Allioui became very interested in computing, particularly coding and writing script at school. After he finished school, he spent a short time in the Dutch Army, and a year as a programmer at a marketing consultancy, before studying Business Information Technology at Windesheim University of Applied Sciences.

==Political career==

===Pirate Parties International===

Allioui, alongside Pat Mächler, became joint Co-Presidents in charge of the 'Coreteam' of Pirate Parties International (PPI) in August 2009, following the resignation of sole coordinator Andrew Norton on 2 August. Allioui served in this role until the 2010 founding conference of the PPI on 18 April 2010. Mächler stepped down on 1 March 2010, shortly before the conference, which meant that between the Mächler stepping down and the conference, his role was filled by Jerry Weyer. During the conference, Weyer and Grégory Engels were elected the first Co-Chairs of the PPI.

Allioui was re-elected as a Co-Chair of Pirate Parties International during their 2011 conference in Friedrichshafen, Germany. He was elected alongside Marcel Kolaja and served from 13 March 2011 until the next conference which ended on 15 April 2012.
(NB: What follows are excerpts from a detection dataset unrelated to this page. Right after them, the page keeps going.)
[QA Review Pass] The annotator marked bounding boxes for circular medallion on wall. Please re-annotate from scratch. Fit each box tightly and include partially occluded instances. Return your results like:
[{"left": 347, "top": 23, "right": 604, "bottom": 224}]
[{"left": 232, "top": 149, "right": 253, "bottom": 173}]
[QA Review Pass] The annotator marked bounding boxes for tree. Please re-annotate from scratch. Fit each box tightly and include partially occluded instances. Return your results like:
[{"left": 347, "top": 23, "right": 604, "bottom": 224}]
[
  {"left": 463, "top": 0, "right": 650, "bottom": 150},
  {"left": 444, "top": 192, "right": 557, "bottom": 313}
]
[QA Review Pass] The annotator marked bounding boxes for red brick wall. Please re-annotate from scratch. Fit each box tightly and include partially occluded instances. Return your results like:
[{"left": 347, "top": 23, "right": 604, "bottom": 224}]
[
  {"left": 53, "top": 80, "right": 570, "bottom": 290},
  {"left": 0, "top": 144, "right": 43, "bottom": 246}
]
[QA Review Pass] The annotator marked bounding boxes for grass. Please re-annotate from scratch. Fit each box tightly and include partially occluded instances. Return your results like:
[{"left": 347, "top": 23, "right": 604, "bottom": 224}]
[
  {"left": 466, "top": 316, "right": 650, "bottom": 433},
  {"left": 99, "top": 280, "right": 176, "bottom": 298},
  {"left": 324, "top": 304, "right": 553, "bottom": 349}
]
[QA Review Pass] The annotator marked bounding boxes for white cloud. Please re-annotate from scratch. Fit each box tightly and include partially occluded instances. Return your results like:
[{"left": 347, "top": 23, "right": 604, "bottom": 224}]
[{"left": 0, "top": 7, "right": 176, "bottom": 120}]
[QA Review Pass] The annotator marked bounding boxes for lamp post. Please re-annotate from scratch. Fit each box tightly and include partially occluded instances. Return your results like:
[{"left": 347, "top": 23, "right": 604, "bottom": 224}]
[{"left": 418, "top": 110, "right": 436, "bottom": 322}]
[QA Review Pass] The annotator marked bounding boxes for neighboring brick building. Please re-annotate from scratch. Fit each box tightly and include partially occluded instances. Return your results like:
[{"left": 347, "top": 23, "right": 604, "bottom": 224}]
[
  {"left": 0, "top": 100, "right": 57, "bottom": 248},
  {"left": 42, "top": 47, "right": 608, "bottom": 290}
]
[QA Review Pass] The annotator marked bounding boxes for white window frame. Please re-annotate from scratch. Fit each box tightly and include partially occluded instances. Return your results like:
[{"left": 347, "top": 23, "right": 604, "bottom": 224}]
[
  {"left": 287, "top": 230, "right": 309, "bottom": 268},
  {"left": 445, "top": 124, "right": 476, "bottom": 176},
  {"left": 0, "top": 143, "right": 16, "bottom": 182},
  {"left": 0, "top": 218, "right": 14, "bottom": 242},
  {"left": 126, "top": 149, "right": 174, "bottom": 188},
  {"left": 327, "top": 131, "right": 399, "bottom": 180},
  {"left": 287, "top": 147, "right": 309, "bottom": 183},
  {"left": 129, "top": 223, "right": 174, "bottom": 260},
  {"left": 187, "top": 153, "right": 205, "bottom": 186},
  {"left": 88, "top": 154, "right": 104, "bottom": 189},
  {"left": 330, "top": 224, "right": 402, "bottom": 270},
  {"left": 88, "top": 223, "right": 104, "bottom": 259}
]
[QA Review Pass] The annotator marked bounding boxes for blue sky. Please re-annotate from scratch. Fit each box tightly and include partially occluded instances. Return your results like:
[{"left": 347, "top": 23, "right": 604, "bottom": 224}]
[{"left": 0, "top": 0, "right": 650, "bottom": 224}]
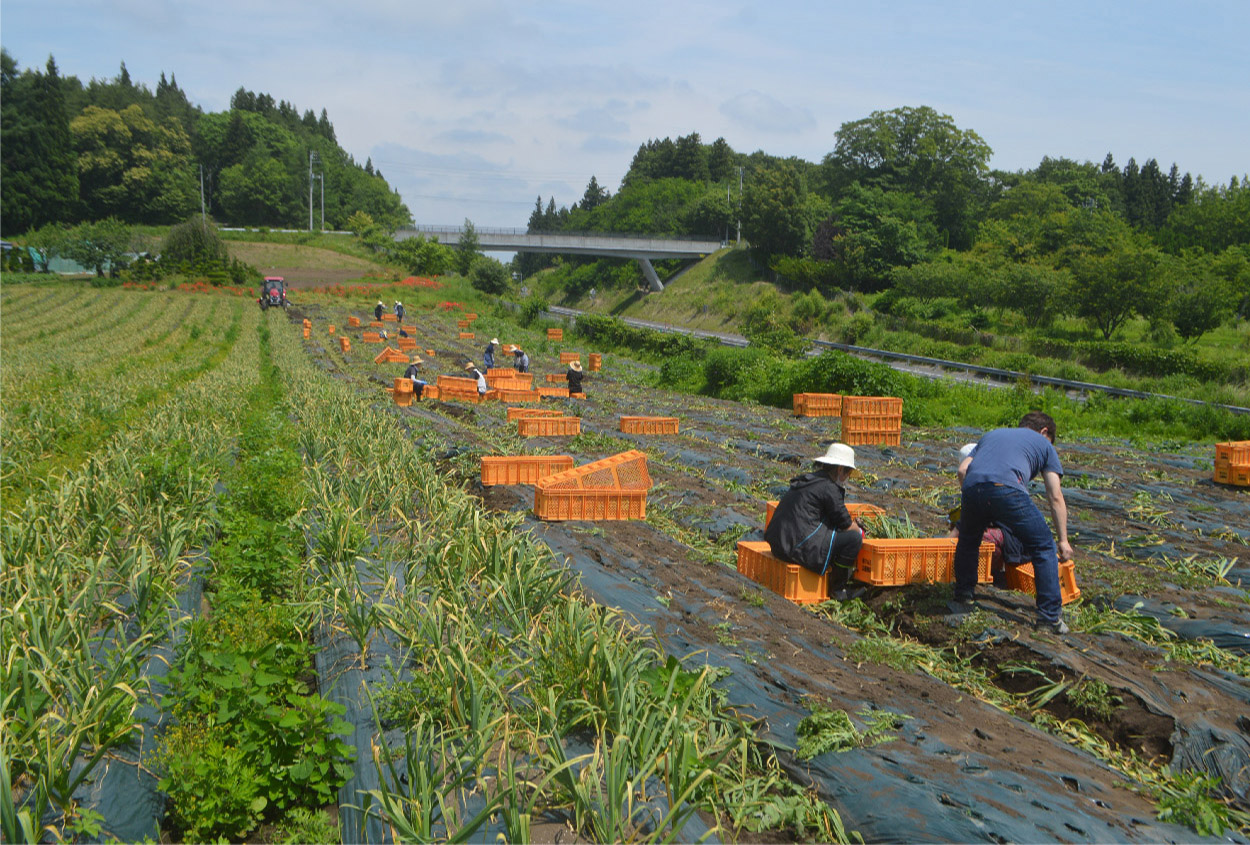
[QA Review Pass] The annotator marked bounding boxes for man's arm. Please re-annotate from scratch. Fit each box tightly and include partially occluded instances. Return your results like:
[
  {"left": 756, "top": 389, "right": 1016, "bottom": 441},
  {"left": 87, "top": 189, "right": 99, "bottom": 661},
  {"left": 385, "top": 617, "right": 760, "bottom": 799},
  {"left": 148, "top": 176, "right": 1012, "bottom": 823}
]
[{"left": 1041, "top": 471, "right": 1073, "bottom": 560}]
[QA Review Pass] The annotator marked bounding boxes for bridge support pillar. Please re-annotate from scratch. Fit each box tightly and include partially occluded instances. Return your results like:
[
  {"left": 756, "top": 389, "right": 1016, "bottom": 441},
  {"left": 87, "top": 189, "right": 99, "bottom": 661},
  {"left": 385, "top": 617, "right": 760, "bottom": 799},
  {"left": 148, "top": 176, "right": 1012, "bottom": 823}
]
[{"left": 634, "top": 259, "right": 664, "bottom": 293}]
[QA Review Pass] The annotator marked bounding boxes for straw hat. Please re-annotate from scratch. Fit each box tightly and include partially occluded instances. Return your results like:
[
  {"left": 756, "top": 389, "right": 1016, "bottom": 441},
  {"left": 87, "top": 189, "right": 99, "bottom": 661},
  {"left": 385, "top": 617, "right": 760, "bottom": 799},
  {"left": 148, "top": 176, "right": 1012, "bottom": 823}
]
[{"left": 813, "top": 443, "right": 855, "bottom": 469}]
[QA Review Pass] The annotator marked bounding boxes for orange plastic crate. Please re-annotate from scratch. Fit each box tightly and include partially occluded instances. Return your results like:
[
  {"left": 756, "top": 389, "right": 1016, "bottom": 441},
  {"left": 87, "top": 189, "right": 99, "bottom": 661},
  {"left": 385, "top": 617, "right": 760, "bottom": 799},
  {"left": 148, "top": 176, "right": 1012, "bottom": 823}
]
[
  {"left": 854, "top": 538, "right": 994, "bottom": 586},
  {"left": 794, "top": 394, "right": 843, "bottom": 416},
  {"left": 843, "top": 432, "right": 903, "bottom": 446},
  {"left": 738, "top": 540, "right": 829, "bottom": 605},
  {"left": 1213, "top": 463, "right": 1250, "bottom": 488},
  {"left": 499, "top": 388, "right": 543, "bottom": 403},
  {"left": 764, "top": 499, "right": 885, "bottom": 528},
  {"left": 1215, "top": 440, "right": 1250, "bottom": 466},
  {"left": 620, "top": 416, "right": 679, "bottom": 434},
  {"left": 508, "top": 408, "right": 564, "bottom": 423},
  {"left": 516, "top": 416, "right": 581, "bottom": 438},
  {"left": 481, "top": 455, "right": 573, "bottom": 486},
  {"left": 1008, "top": 560, "right": 1081, "bottom": 605}
]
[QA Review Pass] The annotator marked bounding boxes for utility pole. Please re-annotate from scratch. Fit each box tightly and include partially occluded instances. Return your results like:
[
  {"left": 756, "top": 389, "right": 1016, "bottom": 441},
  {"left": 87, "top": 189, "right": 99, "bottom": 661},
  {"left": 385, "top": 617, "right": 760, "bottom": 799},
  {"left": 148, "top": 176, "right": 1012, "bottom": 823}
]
[{"left": 738, "top": 165, "right": 743, "bottom": 246}]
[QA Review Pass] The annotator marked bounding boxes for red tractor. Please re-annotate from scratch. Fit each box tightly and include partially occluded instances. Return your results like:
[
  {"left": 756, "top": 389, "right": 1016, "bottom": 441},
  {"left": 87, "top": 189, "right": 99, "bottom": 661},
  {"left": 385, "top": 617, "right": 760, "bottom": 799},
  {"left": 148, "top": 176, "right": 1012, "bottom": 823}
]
[{"left": 256, "top": 276, "right": 290, "bottom": 311}]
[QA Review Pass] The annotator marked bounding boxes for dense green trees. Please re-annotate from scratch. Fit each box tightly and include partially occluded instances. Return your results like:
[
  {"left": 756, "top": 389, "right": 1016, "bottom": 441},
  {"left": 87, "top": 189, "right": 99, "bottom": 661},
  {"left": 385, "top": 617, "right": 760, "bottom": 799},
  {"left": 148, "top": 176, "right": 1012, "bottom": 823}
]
[{"left": 0, "top": 51, "right": 411, "bottom": 236}]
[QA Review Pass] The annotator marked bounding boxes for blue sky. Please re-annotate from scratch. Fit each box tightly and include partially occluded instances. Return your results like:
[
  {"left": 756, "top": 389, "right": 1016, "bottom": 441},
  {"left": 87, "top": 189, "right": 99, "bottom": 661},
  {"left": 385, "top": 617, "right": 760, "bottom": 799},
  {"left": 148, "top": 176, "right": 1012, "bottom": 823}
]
[{"left": 0, "top": 0, "right": 1250, "bottom": 228}]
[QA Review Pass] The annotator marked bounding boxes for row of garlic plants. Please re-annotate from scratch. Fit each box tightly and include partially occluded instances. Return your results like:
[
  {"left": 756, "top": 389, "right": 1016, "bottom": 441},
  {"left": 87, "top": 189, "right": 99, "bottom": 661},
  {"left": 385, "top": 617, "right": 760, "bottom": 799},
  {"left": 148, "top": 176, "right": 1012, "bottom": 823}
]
[
  {"left": 0, "top": 293, "right": 243, "bottom": 506},
  {"left": 0, "top": 291, "right": 259, "bottom": 843},
  {"left": 153, "top": 314, "right": 354, "bottom": 841},
  {"left": 275, "top": 313, "right": 846, "bottom": 841}
]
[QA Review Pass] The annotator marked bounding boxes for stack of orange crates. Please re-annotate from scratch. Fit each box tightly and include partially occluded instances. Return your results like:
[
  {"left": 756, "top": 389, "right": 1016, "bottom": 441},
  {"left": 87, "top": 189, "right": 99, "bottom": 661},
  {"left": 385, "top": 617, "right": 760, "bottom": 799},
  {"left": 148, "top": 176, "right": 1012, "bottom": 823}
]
[
  {"left": 1008, "top": 560, "right": 1081, "bottom": 605},
  {"left": 620, "top": 416, "right": 679, "bottom": 434},
  {"left": 794, "top": 394, "right": 843, "bottom": 416},
  {"left": 532, "top": 452, "right": 651, "bottom": 520},
  {"left": 1214, "top": 440, "right": 1250, "bottom": 488},
  {"left": 481, "top": 455, "right": 573, "bottom": 486},
  {"left": 516, "top": 416, "right": 581, "bottom": 438},
  {"left": 843, "top": 396, "right": 903, "bottom": 446}
]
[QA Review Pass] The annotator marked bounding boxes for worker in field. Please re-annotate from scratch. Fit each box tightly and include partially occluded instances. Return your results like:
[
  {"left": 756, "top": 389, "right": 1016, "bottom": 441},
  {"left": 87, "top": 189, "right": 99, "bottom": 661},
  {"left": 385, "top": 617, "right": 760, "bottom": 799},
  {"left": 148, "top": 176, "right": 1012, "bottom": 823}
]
[
  {"left": 568, "top": 361, "right": 585, "bottom": 394},
  {"left": 404, "top": 355, "right": 430, "bottom": 399},
  {"left": 949, "top": 411, "right": 1073, "bottom": 634},
  {"left": 948, "top": 443, "right": 1029, "bottom": 589},
  {"left": 764, "top": 443, "right": 864, "bottom": 600},
  {"left": 465, "top": 361, "right": 490, "bottom": 396}
]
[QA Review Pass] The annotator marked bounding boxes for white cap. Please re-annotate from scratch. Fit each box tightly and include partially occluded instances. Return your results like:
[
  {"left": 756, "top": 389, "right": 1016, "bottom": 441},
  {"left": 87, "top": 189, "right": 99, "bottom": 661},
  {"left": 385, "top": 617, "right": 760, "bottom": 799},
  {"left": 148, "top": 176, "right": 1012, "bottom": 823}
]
[{"left": 813, "top": 443, "right": 855, "bottom": 469}]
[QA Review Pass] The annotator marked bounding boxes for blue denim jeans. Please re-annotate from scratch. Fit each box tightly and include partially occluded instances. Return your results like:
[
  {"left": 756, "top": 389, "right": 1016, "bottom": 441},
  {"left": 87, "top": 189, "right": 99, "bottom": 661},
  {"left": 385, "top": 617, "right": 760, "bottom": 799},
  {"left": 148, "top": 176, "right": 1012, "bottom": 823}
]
[{"left": 955, "top": 483, "right": 1064, "bottom": 623}]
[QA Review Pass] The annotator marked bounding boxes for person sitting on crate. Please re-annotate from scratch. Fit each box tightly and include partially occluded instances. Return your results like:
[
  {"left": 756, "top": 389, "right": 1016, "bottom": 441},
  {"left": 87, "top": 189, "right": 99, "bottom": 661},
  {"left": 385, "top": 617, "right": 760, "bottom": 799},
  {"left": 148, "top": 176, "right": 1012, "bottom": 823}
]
[
  {"left": 946, "top": 443, "right": 1029, "bottom": 590},
  {"left": 764, "top": 443, "right": 864, "bottom": 600},
  {"left": 465, "top": 361, "right": 490, "bottom": 396},
  {"left": 404, "top": 355, "right": 430, "bottom": 399},
  {"left": 568, "top": 361, "right": 586, "bottom": 394},
  {"left": 949, "top": 411, "right": 1073, "bottom": 634}
]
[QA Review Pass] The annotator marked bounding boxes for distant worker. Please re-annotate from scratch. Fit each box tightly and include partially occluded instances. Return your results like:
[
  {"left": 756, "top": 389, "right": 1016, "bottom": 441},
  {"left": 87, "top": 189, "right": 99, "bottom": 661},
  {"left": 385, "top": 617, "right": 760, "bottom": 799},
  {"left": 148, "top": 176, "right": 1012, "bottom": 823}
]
[
  {"left": 404, "top": 355, "right": 430, "bottom": 399},
  {"left": 950, "top": 411, "right": 1073, "bottom": 634},
  {"left": 568, "top": 361, "right": 585, "bottom": 394},
  {"left": 949, "top": 443, "right": 1029, "bottom": 590},
  {"left": 465, "top": 361, "right": 490, "bottom": 396},
  {"left": 764, "top": 443, "right": 864, "bottom": 600}
]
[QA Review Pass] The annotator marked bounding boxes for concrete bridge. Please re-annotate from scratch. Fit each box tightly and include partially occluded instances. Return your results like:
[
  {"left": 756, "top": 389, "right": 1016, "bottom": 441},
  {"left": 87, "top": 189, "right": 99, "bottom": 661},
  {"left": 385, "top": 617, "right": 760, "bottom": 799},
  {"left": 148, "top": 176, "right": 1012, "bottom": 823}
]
[{"left": 395, "top": 225, "right": 724, "bottom": 291}]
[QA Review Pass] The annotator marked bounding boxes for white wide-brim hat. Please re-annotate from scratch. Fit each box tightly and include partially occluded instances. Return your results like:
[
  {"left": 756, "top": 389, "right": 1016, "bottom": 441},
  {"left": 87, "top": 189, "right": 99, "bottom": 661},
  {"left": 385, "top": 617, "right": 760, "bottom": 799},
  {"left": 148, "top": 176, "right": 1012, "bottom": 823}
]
[{"left": 813, "top": 443, "right": 855, "bottom": 469}]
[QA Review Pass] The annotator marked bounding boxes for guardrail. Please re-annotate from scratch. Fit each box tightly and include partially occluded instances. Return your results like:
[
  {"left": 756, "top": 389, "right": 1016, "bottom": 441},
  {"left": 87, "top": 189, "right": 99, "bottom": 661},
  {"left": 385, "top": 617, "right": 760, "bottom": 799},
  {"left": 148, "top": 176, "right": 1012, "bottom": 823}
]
[{"left": 548, "top": 305, "right": 1250, "bottom": 414}]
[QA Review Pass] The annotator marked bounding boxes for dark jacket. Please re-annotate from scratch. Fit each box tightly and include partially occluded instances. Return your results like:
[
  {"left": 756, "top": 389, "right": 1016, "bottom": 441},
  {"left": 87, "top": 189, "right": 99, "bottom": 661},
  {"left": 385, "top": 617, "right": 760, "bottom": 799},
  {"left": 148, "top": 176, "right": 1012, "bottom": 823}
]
[{"left": 764, "top": 473, "right": 858, "bottom": 573}]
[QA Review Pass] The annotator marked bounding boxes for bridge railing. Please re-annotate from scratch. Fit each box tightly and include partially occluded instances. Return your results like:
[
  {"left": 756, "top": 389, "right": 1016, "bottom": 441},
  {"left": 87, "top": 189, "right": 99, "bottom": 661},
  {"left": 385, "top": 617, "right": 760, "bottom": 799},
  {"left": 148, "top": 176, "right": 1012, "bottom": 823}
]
[{"left": 396, "top": 224, "right": 721, "bottom": 244}]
Allioui was described by Andrew Norton as "a constant and outspoken critic of the PPI Board".

===Pirate Party of the Netherlands===

Allioui is a co-founder of the Pirate Party of the Netherlands, and also served as their informal leader, notably during the 2010 Dutch general election, where he was the lijsttrekker for the Pirate Party. Allioui was the lijstduwer for the Pirate Party in the 2012 Dutch general election.